Xavier Darcos n’est pas tout à fait inconnu de nos services. En 2002 alors qu’il était ministre délégué à l’enseignement scolaire, il était nominé et primé pour la manière dont il exploitait le logiciel de recensement des violences scolaires, Signa. Tablant sur « le sentiment d’insécurité » généré par une soi disant augmentation des violences (due à une comptabilisation de faits anodins comme violences) , il appelait à la mise en œuvre de mesures sécuritaires et de dispositifs de surveillance en milieu scolaire.
Appelé à nouveau à l’Education nationale en mai 2007, il hérite du dossier Base Elèves 1er degré (BE1D). Sa gestion opaque d’un tel "casier scolaire" a été déjà décrite aux BBA de la précédente édition. Devant la résistance qui s’organise, Darcos commence à plier. Mais ce n’est qu’en juin 2008 qu’il finit par concrétiser la suppression d’une partie des données contestées en affirmant bien tardivement, devant le Parlement : « J’ai trouvé que ce document était profondément liberticide. L’origine sociale des familles, la langue des parents, etc. ne nous intéressent pas. Le fait de les indiquer est inutile et n’est pas conforme à la tradition républicaine de l’école de Jules Ferry (...) » (sic).
Finalement, en 4 ans d’utilisation opaque, BE1D n’est "légalisé" que par un arrêté du 20 octobre 2008, qui ne sera nullement sujet à un contrôle a priori de la CNIL, comme Darcos et les inspections académiques n’ont cessé de le faire croire.
En novembre 2008, des enseignants, parents d’élèves, citoyens et syndicalistes créent le premier Collectif national de résistance (CNRBE).

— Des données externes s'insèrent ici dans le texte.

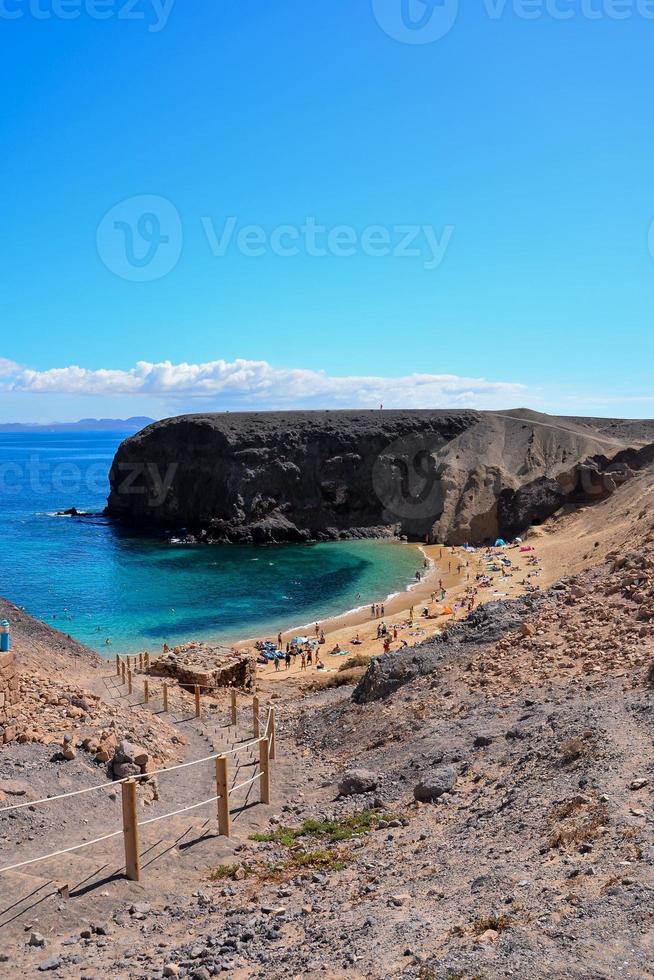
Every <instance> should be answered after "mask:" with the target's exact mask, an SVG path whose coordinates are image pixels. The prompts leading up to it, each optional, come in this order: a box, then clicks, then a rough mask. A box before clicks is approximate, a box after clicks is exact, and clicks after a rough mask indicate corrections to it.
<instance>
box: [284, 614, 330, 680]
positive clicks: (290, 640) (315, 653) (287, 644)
mask: <svg viewBox="0 0 654 980" xmlns="http://www.w3.org/2000/svg"><path fill="white" fill-rule="evenodd" d="M314 631H315V635H316V638H315V640H303V641H302V642H298V641H297V638H296V640H295V641H293V640H288V641H287V643H286V646H285V647H284V641H283V636H282V634H281V633H278V634H277V650H276V651H275V654H274V656H273V664H274V667H275V670H276V671H278V670H281V665H282V662H283V663H284V665H285V669H286V670H290V668H291V665H292V664H293V663H296V662H297V659H298V658H299V660H300V670H307V668H308V667H311V666H315V667H316V668H317V669H318V670H324V669H325V665H324V663H323V661H322V660H321V659H320V651H319V647H320V646H321V645H322V644H323V643H325V642H326V640H325V631H324V630H323V629H322V628H321V626H320V623H316V624H315V626H314Z"/></svg>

Et dans la foulée des directeurs lancent un Appel national, rejoint en mars 2009 par plus de 180 d’entre-eux : " nous ne voulons pas être instrumentalisés par le ministère de l’Éducation nationale afin d’attribuer un identifiant national (INE) à chaque élève sans l’autorisation de leurs parents et sans aucun débat démocratique. Nous refusons de participer à l’établissement d’un répertoire national d’immatriculation des élèves permettant de conserver des données pendant 35 ans.".
En l’état, Base Elèves reste une base de données aux implications considérables :
– y figurent le domicile et les coordonnées actualisées de la famille et des proches ;
– les croisements avec d’autres fichiers peuvent toujours être décrétés.

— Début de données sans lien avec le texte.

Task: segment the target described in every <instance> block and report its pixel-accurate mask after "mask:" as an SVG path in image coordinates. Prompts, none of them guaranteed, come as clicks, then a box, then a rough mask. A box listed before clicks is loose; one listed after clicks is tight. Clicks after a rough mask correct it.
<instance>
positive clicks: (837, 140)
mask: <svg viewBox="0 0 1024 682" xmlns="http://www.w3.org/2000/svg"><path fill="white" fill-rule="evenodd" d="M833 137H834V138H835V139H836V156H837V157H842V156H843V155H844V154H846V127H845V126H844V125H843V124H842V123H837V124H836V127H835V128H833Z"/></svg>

– Elle constitue un outil particulièrement performant pour les « recherches d’enfants », comme en attestent certaines demandes émanant des inspections académiques.
– Les parents, jamais consultés sur la question, ne peuvent s’y opposer, contrairement aux principes fondamentaux en la matière, rendant leur droit d’accès impossible à exercer ;
– La face cachée de BE1D reste toujours la fameuse BNIE, la base des "identifiants élèves", qui va immatriculer les enfants dès leur entrée en maternelle pour ne plus les lâcher jusqu’à la fin de leurs études universitaires.

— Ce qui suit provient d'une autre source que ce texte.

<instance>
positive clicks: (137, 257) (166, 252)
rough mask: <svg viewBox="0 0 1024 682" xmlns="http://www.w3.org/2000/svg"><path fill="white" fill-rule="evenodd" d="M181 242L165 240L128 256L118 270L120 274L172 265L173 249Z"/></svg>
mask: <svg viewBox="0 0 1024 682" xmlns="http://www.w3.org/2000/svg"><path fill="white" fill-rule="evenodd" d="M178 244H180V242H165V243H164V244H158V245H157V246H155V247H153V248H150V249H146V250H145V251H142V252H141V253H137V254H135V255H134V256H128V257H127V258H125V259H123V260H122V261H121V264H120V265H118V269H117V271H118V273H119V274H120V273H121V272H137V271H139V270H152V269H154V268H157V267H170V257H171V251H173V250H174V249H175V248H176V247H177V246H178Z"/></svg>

Egalement à l’actif de Xavier Darcos :
– Un autre fichier contesté et même contestable légalement : celui des évaluations de CM2 que les professeurs devaient effectuer en catastrophe, fin janvier 2009. Les profs devaient faire parvenir les résultats de leurs classes à l’Académie via un fichier informatique qui n’était pas déclaré dans les règles à la CNIL au moment de son déploiement !
– Le lancement par la délégation à la Communication du ministère de l’Education nationale (ainsi que celle du Ministère de la recherche et de l’enseignement supérieur) en octobre d’un appel d’offres pour un dispositif de veille, visant entre autre à « identifier les thèmes stratégiques, repérer les leaders d’opinion, les lanceurs d’alerte, et analyser leur potentiel d’influence et leur capacité à se constituer en réseau et... anticiper les risques de contagion et de crise. »
– Quelques sorties mémorables, comme la distribution de médailles pour le baccalauréat ou l’inutilité d’études Bac +5 pour des enseignants de maternelle dont « la fonction va être essentiellement de faire faire des siestes à des enfants ou de leur changer les couches ».
– La suppression de 6000 postes d’enseignants assurant un soutien scolaire spécialisé aux élèves en grande difficulté (réseau "RASED"), en prétextant que les postes seront "redéployés" pour assurer un soutien scolaire à l’ensemble des élèves (deux heures par semaines, soit 1/2 heure par jour et par classe).
– La suppression de 13.500 postes justifiée par le fait que les effectifs scolaires seraient en baisse. Une baisse que ne corrobore nullement les études de son propre ministère.
– Et enfin, il a autorisé la présence policière dans les écoles et multiplié les intimidations écrites pour faire rentrer dans le rang parents d’élèves et enseignants refusant d’appliquer ses "réformes".